Dobs AI, Inc. ("Dobs," "we," "us," or "our") provides AI-powered accounts payable recovery audit services to enterprise customers. This Privacy Policy explains how we collect, use, disclose, and protect information when you:

• Visit our website at https://dobs.ai (the "Website")

• Use our AI-powered analysis platform and services (the "Services")

• Interact with us in connection with a business relationship

Important Notice for Enterprise Data Processing: This Privacy Policy does not apply to information we process on behalf of our enterprise customers pursuant to written agreements. When we process data as a service provider or processor for our enterprise customers, such processing is governed by our agreements with those customers, including our Data Processing Addendum. If you are an individual whose information we process on behalf of our enterprise customer, please contact that organization directly for information about their privacy practices.

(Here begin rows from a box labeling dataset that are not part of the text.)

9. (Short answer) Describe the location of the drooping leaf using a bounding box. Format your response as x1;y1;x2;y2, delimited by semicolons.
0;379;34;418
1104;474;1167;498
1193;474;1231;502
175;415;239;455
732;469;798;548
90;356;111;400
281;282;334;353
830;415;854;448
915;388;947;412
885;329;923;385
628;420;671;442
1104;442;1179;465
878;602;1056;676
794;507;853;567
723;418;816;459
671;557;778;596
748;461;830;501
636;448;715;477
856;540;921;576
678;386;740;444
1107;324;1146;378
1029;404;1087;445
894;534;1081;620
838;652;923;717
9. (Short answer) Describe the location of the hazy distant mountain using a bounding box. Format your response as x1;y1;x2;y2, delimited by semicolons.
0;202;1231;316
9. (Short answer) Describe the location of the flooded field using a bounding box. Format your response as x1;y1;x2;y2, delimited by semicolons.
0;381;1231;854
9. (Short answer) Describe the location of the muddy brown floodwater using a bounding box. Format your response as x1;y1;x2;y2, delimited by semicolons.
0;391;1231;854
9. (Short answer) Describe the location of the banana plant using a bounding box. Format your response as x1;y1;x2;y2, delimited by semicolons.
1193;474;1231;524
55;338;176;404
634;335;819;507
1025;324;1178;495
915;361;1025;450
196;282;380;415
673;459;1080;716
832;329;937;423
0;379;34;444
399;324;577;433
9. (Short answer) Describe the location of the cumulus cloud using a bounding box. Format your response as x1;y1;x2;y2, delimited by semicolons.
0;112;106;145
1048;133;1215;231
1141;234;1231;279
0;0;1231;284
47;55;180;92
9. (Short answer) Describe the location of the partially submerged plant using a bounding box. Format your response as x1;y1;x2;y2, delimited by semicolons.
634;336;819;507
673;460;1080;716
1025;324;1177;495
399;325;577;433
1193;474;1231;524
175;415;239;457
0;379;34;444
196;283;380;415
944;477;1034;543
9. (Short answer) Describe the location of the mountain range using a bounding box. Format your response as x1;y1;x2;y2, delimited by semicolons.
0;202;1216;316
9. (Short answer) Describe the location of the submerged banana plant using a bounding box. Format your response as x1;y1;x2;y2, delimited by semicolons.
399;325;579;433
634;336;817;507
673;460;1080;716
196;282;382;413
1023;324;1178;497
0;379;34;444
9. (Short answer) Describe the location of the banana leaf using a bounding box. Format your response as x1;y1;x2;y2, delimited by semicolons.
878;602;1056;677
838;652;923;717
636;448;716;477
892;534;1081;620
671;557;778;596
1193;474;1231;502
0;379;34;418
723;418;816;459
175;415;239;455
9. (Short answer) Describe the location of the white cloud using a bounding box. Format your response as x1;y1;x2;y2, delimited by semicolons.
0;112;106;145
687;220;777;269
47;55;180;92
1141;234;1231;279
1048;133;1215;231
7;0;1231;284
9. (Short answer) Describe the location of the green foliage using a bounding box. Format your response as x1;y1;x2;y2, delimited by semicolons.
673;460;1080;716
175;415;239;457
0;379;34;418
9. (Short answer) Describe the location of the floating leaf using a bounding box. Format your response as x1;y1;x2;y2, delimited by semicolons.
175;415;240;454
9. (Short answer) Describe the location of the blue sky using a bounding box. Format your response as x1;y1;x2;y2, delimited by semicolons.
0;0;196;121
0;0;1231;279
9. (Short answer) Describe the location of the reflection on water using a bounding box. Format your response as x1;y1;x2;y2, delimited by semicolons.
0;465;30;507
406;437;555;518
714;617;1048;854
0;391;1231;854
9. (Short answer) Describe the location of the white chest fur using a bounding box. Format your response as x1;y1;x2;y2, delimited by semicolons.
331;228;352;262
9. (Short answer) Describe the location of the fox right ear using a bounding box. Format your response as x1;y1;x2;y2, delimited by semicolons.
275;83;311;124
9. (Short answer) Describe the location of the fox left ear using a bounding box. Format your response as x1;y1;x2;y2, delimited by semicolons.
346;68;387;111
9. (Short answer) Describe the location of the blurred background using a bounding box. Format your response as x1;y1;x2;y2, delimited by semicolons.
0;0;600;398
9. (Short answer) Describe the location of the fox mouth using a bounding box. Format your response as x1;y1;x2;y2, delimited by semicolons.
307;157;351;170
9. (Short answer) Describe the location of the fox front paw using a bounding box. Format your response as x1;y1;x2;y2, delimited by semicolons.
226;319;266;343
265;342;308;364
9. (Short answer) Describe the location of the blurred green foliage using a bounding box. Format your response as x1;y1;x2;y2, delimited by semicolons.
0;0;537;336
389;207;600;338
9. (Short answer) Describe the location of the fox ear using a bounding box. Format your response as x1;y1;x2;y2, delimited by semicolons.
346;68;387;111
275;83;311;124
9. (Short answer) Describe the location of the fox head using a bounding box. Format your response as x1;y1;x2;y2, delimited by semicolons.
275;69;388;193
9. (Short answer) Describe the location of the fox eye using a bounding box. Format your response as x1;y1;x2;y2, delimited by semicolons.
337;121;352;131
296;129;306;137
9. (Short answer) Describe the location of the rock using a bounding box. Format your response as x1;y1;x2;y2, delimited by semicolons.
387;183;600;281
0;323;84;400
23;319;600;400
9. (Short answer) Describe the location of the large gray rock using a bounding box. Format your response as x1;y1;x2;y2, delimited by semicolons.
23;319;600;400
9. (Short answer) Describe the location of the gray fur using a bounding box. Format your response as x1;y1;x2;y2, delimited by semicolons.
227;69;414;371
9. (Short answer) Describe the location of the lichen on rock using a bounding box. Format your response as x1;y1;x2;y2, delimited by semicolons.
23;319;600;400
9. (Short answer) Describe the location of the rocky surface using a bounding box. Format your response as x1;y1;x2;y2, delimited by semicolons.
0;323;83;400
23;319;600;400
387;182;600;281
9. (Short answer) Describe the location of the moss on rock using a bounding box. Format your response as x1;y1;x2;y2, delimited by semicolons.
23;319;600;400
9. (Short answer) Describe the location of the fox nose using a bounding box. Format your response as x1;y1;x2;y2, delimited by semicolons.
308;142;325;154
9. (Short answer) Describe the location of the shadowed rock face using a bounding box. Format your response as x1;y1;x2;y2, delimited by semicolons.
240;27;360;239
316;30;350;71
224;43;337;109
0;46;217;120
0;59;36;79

Scope and Application: This Privacy Policy applies to information we collect in our capacity as a controller (or "business" under CCPA) when you interact directly with us or our Website.

2. INFORMATION WE COLLECT

2.1 Information Collected from Website Visitors

When you visit our Website or interact with us, we collect:

• Contact Information: Name, email address, company name, job title, and phone number when you submit our contact form, request information, or request a demo

• Technical Information: IP address, browser type, operating system, referring URLs, and pages visited through standard web server logs

• Communication Data: Contents of communications when you contact us via email or other means

• Technical Information and Cookies: We use essential cookies and first-party analytics (Google Analytics) to understand Website usage and improve user experience. We do not use third-party advertising cookies or tracking for behavioral advertising. You can control cookies through your browser settings.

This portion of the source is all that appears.